Missed mortgage payments:
Missing payments can ofcourse put you at risk of negative equity but you will need to have an already high LTV and be doing either of the above or below for any real risk.
Borrowing on your mortgaged property:
Taking a second charge mortgage or a home improvement loan secured on your home could put you in negative equity by pushing your LTV up.

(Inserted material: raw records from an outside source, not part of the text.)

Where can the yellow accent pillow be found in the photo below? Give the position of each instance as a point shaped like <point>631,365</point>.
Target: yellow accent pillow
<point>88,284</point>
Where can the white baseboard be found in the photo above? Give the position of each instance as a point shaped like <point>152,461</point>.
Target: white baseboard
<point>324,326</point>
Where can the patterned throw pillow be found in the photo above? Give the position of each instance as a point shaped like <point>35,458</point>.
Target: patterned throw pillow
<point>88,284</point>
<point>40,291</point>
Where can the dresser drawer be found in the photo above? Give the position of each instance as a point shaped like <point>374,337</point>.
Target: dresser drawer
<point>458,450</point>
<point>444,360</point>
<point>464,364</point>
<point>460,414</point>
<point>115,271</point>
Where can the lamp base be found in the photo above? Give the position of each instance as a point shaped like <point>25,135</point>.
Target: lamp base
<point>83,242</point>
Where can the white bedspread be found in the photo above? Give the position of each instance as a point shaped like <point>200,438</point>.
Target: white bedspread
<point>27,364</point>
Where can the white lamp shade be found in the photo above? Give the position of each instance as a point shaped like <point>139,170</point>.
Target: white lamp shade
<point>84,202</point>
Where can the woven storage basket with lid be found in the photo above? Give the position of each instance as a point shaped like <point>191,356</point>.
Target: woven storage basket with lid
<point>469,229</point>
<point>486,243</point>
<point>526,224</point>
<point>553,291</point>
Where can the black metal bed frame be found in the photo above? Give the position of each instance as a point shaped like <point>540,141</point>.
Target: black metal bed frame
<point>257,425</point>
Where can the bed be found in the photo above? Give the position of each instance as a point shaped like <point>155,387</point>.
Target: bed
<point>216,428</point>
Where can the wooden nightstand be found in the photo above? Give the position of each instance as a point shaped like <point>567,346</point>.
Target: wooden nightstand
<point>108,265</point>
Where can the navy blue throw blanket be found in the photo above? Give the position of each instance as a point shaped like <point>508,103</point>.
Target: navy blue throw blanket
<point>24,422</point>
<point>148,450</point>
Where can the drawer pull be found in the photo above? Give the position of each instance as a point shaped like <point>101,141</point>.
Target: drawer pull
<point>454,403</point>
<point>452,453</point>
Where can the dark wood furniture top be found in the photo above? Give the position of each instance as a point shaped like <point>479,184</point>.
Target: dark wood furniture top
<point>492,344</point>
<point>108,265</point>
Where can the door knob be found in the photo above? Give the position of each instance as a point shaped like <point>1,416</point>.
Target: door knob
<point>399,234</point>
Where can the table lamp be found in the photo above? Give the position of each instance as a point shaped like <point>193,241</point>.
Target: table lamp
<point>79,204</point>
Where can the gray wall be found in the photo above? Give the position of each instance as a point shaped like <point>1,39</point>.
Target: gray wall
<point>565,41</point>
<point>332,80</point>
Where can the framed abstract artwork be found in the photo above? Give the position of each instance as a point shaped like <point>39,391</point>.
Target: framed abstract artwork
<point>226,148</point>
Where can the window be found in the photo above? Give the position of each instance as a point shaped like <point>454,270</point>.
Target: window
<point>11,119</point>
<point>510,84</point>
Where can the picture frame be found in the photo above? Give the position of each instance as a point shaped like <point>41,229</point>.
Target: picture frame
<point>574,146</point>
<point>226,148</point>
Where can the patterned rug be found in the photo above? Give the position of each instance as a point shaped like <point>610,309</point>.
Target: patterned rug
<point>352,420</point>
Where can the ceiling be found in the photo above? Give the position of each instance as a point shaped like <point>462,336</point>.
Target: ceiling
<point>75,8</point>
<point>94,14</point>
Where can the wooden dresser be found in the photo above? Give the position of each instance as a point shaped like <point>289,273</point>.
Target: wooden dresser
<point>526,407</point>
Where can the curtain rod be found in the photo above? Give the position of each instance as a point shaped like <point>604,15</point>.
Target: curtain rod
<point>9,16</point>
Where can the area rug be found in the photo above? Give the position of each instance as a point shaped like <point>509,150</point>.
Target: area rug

How to get out of negative equity?
Wait it out:
You can simply continue paying your mortgage and wait t out if your negative equity came as a direct result of your property price falling and not you missing payments or taking on extra borrowing.Negative equity will only become a real problem when you want to move homes and sell your current property or remortgage.
**Pay it off: **
You can simply use your savings(or borrow- but do get financial advice before taking on any extra debt commitments) to make overpayments on your mortgage to prevent negative equity. Check with your lender to see if you will be allowed to make overpayments. In any case if you find yourself in a serious debt position you might want to contact the citizens advice bureau. You wont necessarily have to pay it all of in one go, IN some cases lenders will allow you to sell your home and make regular payments towards the negative equity still owed on the previous mortgage.
**Negotiate with your lender: **
Some lenders will agree to extract the negative equity and bundle this in an unsecured loan which you can then payoff without it affecting your property by being secured against it.The lender might even write of the debt but be sure to inquire about the consequences of this for you and any future borrowing. Some lender actions such as this will be negatively marked on your credit score.
Rent out your home:
You can rent out part of your home to generate more income to pay off the negative equity. Bres sure to advise your lender as this could violate the terms of your mortgage.